General Colin L. Powell (USA, Ret.)
April 5, 1937 - October 18, 2021
Founding Chair of the Board of Visitors
Colin Powell School for Civic and Global Leadership
For more than 50 years, General Colin L. Powell, USA (Ret.) devoted his life to public service in senior military and diplomatic positions across four presidential administrations. His deep commitment to democratic values, diversity, and freedom changed the world we inhabit.
General Powell was a man of extraordinary accomplishment: a trailblazer, a role model, and an inspiration. And he was a proud son of City College, a person from humble origins who never forgot where he started. The son of Jamaican immigrants, born in Harlem and raised in the South Bronx, he was educated in New York City public schools; and when it came to college, it was CCNY or nowhere, as he often reminded us. At CCNY, he earned a degree in Geology and joined ROTC, through which he discovered his purpose and direction. He went on to greatness, but he never left this College behind.

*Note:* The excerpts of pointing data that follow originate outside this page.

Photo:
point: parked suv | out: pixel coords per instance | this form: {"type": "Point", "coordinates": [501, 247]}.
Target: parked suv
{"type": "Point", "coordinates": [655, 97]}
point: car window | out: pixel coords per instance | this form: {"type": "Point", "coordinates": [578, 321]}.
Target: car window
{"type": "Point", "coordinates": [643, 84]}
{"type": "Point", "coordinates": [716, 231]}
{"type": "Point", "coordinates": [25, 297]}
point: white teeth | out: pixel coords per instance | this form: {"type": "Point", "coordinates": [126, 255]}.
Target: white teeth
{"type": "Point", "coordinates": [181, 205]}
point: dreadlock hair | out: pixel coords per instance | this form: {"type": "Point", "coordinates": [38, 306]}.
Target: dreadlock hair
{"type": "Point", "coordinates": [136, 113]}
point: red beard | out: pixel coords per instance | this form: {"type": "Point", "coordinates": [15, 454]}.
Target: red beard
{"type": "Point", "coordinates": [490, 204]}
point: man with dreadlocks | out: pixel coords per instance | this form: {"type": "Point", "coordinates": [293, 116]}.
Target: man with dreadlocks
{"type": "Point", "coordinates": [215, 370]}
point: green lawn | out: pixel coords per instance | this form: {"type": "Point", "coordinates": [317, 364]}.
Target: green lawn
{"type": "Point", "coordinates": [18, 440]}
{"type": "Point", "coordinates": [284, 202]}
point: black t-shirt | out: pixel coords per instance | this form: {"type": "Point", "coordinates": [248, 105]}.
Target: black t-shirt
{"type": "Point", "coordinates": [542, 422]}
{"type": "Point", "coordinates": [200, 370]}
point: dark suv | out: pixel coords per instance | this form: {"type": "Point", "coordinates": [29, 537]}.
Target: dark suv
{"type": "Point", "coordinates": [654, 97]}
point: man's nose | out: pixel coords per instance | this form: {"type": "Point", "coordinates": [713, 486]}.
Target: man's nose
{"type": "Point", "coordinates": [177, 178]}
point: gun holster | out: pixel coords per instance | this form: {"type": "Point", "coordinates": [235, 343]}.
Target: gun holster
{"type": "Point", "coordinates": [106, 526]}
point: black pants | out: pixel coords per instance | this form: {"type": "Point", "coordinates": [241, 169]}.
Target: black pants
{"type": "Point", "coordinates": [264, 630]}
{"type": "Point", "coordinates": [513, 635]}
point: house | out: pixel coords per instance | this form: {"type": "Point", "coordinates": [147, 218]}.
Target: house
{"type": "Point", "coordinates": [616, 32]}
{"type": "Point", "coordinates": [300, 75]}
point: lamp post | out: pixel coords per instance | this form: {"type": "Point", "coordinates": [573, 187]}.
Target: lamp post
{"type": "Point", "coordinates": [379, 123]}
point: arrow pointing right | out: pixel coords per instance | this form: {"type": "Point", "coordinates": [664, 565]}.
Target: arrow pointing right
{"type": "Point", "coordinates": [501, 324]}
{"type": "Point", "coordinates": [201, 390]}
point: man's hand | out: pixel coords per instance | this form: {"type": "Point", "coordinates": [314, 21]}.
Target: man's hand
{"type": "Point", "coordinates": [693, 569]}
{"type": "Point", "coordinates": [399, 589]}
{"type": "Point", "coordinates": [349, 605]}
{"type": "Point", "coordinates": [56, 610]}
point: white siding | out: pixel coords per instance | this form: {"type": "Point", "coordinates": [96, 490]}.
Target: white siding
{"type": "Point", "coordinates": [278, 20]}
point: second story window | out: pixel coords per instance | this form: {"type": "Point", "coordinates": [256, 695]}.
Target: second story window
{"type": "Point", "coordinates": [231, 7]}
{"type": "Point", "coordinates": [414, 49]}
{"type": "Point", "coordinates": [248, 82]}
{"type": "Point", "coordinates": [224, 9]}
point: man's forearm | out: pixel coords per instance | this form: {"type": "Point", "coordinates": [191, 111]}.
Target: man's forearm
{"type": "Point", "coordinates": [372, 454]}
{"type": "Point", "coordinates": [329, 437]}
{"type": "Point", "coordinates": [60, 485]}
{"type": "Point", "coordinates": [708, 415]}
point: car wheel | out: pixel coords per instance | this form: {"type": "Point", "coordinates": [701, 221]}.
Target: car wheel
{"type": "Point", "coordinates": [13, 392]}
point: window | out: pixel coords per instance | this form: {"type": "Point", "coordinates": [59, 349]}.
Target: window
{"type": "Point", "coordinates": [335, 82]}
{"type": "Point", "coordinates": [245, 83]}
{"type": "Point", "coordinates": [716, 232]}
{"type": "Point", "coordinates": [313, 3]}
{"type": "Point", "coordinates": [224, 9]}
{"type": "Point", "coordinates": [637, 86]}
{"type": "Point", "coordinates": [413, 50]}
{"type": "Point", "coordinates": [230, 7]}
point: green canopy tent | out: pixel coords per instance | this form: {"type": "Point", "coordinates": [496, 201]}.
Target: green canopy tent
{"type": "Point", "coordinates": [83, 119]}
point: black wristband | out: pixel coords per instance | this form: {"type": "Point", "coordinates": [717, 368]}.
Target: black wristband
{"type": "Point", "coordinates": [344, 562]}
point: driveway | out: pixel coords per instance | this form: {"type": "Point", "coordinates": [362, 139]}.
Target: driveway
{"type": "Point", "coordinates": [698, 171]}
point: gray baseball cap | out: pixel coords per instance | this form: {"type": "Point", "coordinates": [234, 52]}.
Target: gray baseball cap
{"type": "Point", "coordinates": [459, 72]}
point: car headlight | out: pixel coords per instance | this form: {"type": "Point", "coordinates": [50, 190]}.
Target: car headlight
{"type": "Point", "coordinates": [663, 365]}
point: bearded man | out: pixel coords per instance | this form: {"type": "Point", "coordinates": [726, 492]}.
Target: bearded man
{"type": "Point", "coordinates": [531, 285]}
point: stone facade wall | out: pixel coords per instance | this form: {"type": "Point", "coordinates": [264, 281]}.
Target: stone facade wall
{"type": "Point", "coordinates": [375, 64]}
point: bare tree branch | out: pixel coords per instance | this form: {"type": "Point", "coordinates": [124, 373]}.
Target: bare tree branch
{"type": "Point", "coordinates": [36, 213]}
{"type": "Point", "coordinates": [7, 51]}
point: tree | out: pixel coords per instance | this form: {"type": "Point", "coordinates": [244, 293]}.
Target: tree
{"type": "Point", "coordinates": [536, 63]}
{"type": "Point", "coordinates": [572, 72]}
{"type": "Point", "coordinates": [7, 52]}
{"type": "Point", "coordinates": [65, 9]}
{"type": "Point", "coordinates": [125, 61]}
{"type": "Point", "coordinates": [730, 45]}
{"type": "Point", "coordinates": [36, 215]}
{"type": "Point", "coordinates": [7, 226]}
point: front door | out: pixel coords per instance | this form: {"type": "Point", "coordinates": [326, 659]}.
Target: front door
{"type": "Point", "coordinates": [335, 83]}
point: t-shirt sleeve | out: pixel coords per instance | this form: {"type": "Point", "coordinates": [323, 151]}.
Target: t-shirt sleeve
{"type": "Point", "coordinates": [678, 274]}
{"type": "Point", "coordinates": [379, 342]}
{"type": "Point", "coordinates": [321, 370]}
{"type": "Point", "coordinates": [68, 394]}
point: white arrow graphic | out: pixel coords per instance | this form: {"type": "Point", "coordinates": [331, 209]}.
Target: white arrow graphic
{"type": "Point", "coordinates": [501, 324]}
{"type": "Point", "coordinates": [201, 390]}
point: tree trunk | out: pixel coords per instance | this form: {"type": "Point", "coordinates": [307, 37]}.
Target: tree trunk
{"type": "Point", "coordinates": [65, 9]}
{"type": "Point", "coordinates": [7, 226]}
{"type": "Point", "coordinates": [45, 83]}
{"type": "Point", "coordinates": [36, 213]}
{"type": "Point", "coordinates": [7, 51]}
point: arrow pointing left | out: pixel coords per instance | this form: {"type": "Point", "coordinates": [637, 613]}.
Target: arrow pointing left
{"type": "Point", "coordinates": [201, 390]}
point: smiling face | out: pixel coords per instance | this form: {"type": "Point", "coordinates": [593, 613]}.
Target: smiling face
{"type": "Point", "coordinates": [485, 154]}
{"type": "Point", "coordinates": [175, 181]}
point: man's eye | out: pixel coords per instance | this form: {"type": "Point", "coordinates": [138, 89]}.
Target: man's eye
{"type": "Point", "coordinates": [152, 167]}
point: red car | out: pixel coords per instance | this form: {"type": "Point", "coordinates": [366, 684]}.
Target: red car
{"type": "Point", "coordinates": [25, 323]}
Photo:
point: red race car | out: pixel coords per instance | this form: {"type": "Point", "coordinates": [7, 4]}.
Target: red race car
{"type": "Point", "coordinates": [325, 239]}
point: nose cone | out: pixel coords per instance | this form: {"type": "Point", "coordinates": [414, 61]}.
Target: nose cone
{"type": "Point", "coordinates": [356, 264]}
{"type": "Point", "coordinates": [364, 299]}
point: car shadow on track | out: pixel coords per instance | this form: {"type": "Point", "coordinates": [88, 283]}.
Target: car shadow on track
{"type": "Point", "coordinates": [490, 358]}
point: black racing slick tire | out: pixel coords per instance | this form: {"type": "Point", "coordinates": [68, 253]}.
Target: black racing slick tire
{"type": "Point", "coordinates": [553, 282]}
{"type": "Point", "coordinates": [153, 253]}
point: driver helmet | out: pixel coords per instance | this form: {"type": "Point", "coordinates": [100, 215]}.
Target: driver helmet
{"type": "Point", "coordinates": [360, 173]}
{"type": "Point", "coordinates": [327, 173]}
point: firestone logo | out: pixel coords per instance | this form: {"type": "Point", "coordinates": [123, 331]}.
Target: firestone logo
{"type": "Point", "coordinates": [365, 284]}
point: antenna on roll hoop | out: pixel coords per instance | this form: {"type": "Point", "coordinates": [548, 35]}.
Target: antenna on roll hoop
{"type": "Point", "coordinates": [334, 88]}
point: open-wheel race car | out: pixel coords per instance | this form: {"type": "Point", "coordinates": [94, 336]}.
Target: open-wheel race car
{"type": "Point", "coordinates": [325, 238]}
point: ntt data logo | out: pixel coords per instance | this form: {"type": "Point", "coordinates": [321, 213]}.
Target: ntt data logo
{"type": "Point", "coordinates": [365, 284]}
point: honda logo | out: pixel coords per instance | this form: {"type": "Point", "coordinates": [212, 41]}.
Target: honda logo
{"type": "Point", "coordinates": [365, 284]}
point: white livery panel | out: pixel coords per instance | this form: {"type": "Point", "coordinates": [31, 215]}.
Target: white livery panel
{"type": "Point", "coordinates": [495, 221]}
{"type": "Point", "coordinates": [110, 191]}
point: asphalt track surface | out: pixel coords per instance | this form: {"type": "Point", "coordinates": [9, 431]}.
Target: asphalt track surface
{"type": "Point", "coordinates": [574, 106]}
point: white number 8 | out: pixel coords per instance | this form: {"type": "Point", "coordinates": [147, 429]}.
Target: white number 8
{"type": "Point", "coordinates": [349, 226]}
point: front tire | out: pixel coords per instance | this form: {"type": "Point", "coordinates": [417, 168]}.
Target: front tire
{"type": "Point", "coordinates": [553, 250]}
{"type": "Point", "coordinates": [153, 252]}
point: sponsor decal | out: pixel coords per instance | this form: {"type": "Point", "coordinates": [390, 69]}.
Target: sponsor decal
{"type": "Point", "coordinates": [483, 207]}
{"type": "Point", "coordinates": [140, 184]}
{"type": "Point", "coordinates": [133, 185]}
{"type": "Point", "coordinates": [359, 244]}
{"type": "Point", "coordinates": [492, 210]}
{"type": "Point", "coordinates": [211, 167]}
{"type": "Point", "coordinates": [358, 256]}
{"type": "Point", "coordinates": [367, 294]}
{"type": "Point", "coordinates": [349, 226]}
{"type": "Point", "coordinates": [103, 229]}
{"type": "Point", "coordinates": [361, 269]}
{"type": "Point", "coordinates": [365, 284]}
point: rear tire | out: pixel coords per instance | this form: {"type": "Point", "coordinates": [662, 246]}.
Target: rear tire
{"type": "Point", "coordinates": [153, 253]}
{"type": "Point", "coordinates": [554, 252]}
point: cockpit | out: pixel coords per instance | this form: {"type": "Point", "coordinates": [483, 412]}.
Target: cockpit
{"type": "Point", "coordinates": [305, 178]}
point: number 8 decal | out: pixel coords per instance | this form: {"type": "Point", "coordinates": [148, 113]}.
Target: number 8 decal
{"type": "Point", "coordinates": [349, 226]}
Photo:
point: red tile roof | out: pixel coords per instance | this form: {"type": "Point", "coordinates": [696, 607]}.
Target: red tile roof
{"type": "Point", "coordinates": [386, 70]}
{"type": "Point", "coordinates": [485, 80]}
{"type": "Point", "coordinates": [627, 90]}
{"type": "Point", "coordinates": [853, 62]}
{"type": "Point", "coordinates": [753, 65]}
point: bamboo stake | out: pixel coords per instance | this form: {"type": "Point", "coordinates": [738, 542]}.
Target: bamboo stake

General Powell served in the United States Army for 35 years, rising to the rank of Four-Star General, and serving as the Chairman of the Joint Chiefs of Staff under Presidents’ George H. W. Bush and William Jefferson Clinton. Under President George W. Bush, Powell was appointed the 65th Secretary of State and was unanimously confirmed by the U.S. Senate. As Secretary of State, he led the State Department in major efforts to address and solve regional and civil conflicts in the Middle East, Sudan, Congo, Liberia, the Balkans, Cyprus, Haiti, Northern Ireland, Afghanistan, Iraq and elsewhere.
General Powell founded CCNY’s Colin L. Powell Center for Leadership and Service in 1997. The Center was created with the mission to develop new generations of publicly engaged leaders and promote civic involvement at City College. In 2013, CCNY’s Board of Trustees established the Colin Powell School for Civic and Global Leadership to honor General Powell's commitment to City College and to its students and goals. General Powell was the Founder and Chairman Emeritus of America’s Promise Alliance, dedicated to forging a strong and effective partnership alliance committed to seeing that children have the fundamental resources they need to succeed. In addition, General Powell served on the board of directors of the Council on Foreign Relations, the Smithsonian Institution’s National Museum of African American History and Culture, on the Executive Leadership Cabinet of the Martin Luther King, Jr. Memorial, and as the Honorary Chairman of the Education Center for the Vietnam Veterans Memorial. His best-selling autobiography, My American Journey, has been published in more than a dozen languages. His second book, It Worked for Me (May 2012), revealed the lessons that shaped his life and career.
General Powell was married for nearly 60 years to the former Alma Vivian Johnson of Birmingham, Alabama. They lived in McLean, Virginia and had three children, including Linda Powell, a member of the Colin Powell School Board of Visitors, and four grandchildren.
The Colin Powell School reflects his vision, his passion, and his never-ending belief in the essential nature of this place. General Powell committed himself to every student who walked through our doors. He loved to hear their stories and tell them his own. He would encourage them to work hard and pursue their dreams. He always reminded them—and all of us—that “they’re just like I was” some 65 years ago now.
General Powell never missed a Colin Powell School graduation, and he took the time to shake the hand of every student earning a degree. It’s hard to imagine graduation without him. But this school remains his, and every graduate of the Colin Powell School is a part of his legacy. He was proud of this place, and we are even prouder to have had him as our leader.